* [PATCH v2] x86: mm: Do not use set_{pud,pmd}_safe when splitting the large page
@ 2019-04-15 14:55 Singh, Brijesh
2019-04-15 15:58 ` Dave Hansen
0 siblings, 1 reply; 4+ messages in thread
From: Singh, Brijesh @ 2019-04-15 14:55 UTC (permalink / raw)
To: x86
Cc: linux-kernel, Singh, Brijesh, Peter Zijlstra, Dave Hansen,
Dan Williams, Kirill A . Shutemov, Andy Lutomirski,
Borislav Petkov, H . Peter Anvin, Thomas Gleixner, Lendacky,
Thomas
The following commit 0a9fe8ca844d ("x86/mm: Validate kernel_physical_mapping_init()
PTE population") triggers the below warning in the SEV guest.
WARNING: CPU: 0 PID: 0 at arch/x86/include/asm/pgalloc.h:87 phys_pmd_init+0x30d/0x386
Call Trace:
kernel_physical_mapping_init+0xce/0x259
early_set_memory_enc_dec+0x10f/0x160
kvm_smp_prepare_boot_cpu+0x71/0x9d
start_kernel+0x1c9/0x50b
secondary_startup_64+0xa4/0xb0
The SEV guest calls kernel_physical_mapping_init() to clear the encryption
mask from an existing mapping. While clearing the encryption mask
kernel_physical_mapping_init() splits the large pages into the smaller.
To split the page, the kernel_physical_mapping_init() allocates a new page
and updates the existing entry. The set_{pud,pmd}_safe triggers warning
when updating the entry with page in the present state.
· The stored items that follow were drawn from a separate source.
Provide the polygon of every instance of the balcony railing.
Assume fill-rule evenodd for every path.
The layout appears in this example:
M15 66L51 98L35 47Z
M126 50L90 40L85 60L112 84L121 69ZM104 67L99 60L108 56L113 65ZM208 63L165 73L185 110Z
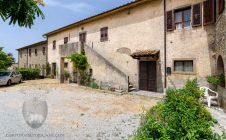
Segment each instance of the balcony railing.
M80 48L79 42L63 44L59 46L59 54L61 57L67 57L74 53L80 53Z

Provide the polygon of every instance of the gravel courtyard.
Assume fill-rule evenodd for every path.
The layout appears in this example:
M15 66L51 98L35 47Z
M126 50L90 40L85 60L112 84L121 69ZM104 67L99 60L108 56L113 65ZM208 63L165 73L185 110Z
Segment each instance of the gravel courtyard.
M27 125L21 91L48 89L48 115L44 124ZM116 95L55 80L35 80L11 87L0 87L0 139L123 140L134 134L140 114L158 99Z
Add a new kernel_physical_mapping_change() which uses the non-safe variants
of set_{pmd,pud,p4d}() and {pmd,pud,p4d}_populate() routines when updating
the entry. Since the kernel_physical_mapping_change() may replace the
existing entry with a new entry so the caller is responsible to issue the
TLB flushes. Update the early_set_memory_enc_dec() to use
kernel_physical_mapping_change() when it wants to clear the memory
encryption mask from the page table entry.
Signed-off-by: Brijesh Singh <brijesh.singh@amd.com>
Fixes: 0a9fe8ca844d (x86/mm: Validate kernel_physical_mapping_init() ...)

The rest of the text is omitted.